O apagão televisivo
A televisão é, na maioria dos lares portugueses, um bem de primeira necessidade. É certo que a caixa mágica não nos dá de comer à boca. Ainda assim, é difícil concebermos a nossa rotina sem a presença do pequeno ecrã.
Ver televisão não é um hábito tão básico quanto o julgamos ser. Fora dos grandes centros urbanos, ainda há quem só veja 4 canais. Em pleno século XXI, parece que regredimos um par de décadas, quando, de facto, a oferta se limitava a 4 canais. O que é feito, então, do tão apregoado progresso tecnológico?
Façamos um enquadramento para melhor entendermos o cerne da questão. Em 2012, por decisão de uma qualquer mente pseudo-iluminada, a Comissão Europeia decidiu que o sinal analógico televisivo deveria ser desligado. Era então chegada a era da TDT, a Televisão Digital Terrestre. Dito desta forma, parece algo absolutamente extraordinário, mas desenganem-se. Em Portugal, coube à ANACOM a responsabilidade de instalar a infra-estrutura capaz de garantir a transmissão do sinal digital a todo o território nacional. Mas, pelo visto, os planos não correram pelo melhor, isto porque, no meu entender, a migração do analógico para o digital acabou por se reveler um autêntico fiasco. Basta aceder ao site da TDT e comprovar. À pergunta “Como considera a recepção de televisão na sua localidade?”, 44% refere Deficiente, 28% Inexistente e apenas 28% Boa. Resta contabilizar as pessoas que não responderam. Arrisco a dizer que, nesse caso, as percentagens Deficiente e Inexistente seriam bem mais expressivas.

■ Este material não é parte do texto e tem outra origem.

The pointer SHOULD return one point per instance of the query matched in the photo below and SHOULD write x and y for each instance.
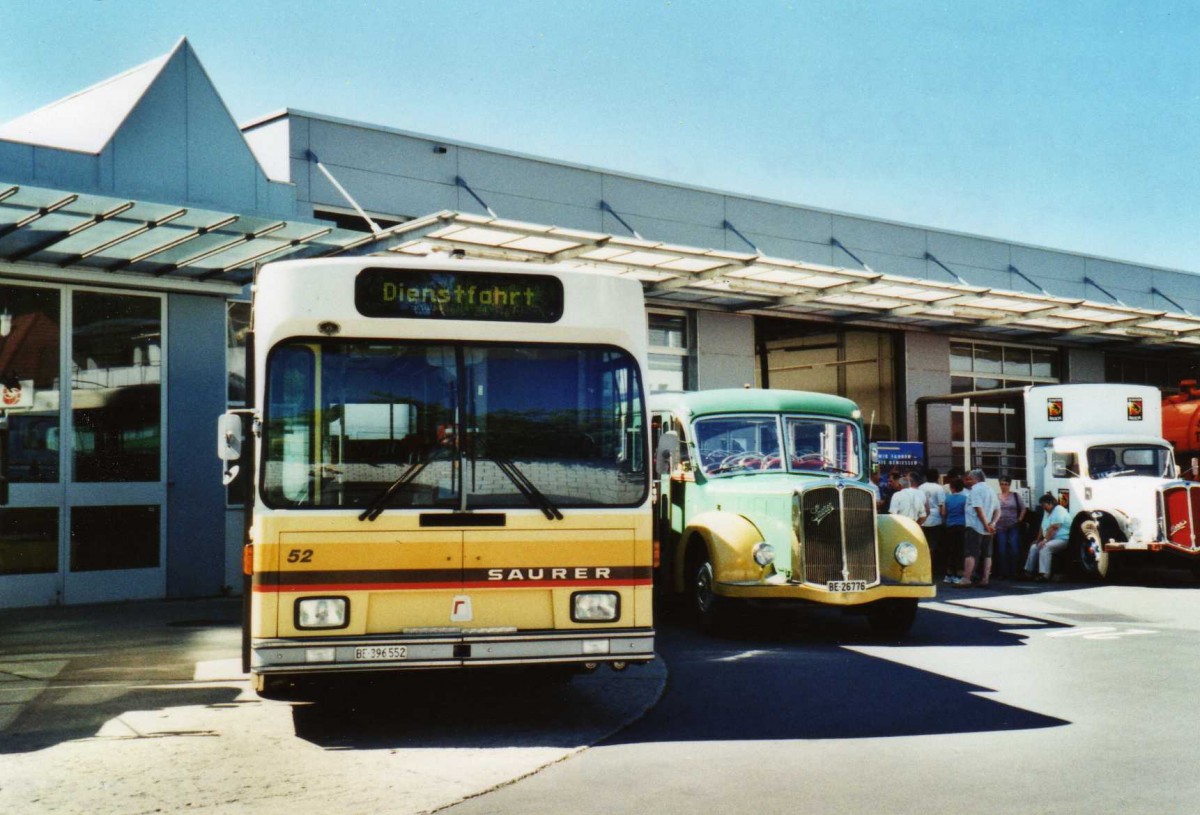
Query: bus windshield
(451, 425)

Em abril desse ano, deu-se o switch-off, que é como quem diz, o apagão televisivo. Trocando por miúdos: quem não tivesse um serviço de televisão pago (esses já são digitais), pura e simplesmente deixaria de poder ver televisão. Tal e qual. E assim foi. Note-se que falamos, principalmente, de meios rurais e de uma população envelhecida e sem poder de compra.
O que fazer, então, para continuar a ver televisão? Solução: comprar um aparelhozinho descodificador do sinal digital. Os lesados tiveram assim de desembolsar umas quantas dezenas de euros para verem a sua televisão renascer. Alternativa: aderir a um dos serviços de televisão pagos (e as operadoras a esfregarem as mãos – os bolsos, aliás – de contentamento). Diga-se que muitas foram as pessoas burladas nesta saga. Por ignorância do povo, o discurso nem exigia grande sofisticação. Bastava dizer “só volta a ter televisão se comprar o nosso serviço”. E os coitados lá compravam. É de salientar que o próprio site da TDT é conivente com esta lenga-lenga: “Se não tem televisão paga e não mudar para a TDT, vai deixar de ver esses canais”, lê-se.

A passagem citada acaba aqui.